If they really have been planning to have Annyong be the son (grandson?) of the Korean banana guy and have been putting clues in the show since way back when, that is genius!


----------



## Rangers4me (May 18, 2001)

cwoody222 said:


> From a guy on the message boards at the-op.com Wow - what a find this is!
> 
> "Oh. My. God.
> 
> ...


For those who don't want to pop in the DVD.










UNBELIEVABLY BRILLIANT!


----------



## atrac (Feb 27, 2002)

xuxa said:


> It was referring to the new "risky" rating that the "Mad Money" tv show had given the company in the scene before, now they are "Risky Business" hence the celebration theme.

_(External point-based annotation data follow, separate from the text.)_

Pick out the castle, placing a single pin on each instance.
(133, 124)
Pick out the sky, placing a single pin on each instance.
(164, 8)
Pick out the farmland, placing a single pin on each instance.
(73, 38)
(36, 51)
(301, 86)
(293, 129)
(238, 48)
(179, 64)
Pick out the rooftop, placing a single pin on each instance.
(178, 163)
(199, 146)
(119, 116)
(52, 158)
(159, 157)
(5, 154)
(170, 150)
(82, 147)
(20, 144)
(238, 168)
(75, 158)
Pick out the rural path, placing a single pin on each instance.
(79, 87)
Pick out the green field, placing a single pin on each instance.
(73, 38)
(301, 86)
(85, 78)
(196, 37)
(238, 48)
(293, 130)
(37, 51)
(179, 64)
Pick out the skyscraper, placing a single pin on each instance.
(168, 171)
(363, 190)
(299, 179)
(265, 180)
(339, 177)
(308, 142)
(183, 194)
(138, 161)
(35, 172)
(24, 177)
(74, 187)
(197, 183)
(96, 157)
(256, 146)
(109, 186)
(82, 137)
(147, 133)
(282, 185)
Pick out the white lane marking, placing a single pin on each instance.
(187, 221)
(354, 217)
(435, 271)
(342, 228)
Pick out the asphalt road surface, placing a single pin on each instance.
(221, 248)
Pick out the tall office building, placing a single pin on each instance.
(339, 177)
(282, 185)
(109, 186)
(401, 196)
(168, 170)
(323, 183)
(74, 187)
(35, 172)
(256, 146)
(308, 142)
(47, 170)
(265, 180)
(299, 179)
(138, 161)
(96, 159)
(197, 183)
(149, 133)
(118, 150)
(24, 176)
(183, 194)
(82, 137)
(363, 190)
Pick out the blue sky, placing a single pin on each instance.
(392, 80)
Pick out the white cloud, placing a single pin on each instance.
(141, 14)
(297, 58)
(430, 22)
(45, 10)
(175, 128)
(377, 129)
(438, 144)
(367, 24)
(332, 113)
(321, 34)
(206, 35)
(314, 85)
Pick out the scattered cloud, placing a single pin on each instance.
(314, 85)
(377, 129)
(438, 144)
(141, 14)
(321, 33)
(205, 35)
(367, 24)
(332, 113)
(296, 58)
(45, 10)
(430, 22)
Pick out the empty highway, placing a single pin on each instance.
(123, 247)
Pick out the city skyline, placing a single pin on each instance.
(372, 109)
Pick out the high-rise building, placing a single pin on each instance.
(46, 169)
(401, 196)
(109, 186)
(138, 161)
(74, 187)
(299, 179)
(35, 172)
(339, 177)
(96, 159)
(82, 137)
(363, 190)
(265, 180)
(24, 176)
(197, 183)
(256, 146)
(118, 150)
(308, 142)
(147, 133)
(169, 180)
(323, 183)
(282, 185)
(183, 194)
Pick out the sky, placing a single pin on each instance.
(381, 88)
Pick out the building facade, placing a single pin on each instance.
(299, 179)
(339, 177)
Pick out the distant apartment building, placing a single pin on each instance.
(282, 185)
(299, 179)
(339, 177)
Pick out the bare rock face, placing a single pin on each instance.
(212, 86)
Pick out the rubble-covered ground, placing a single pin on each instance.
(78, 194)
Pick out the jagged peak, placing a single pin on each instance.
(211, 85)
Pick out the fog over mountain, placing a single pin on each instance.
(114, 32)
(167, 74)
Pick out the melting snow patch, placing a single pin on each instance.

Thanks for clearing that up for me. I guess that one just went over my head.


----------



## cancermatt (May 21, 2002)

Almost forgot the several GOB references of "come on" although there wasn't any chicken dances or Charlie Brown music to make it a trifecta of references from past episodes.


----------



## JakeyB (Apr 24, 2003)

4inziksych said:


> Did anybody see what Buster was doing in the dinghy? He was saying "Oh baby" to something with blue stripes? I kept rewinding, but couldn't figure it out.


I believe he was calling Michael a "bleeping baby" for his crying during his speech, if I'm thinking of the same place you are.


----------



## getbak (Oct 8, 2004)

cancermatt said:


> Almost forgot the several GOB references of "come on" although there wasn't any chicken dances or Charlie Brown music to make it a trifecta of references from past episodes.


OMG, that's true. Not a single chicken dance in the entire 2 hours.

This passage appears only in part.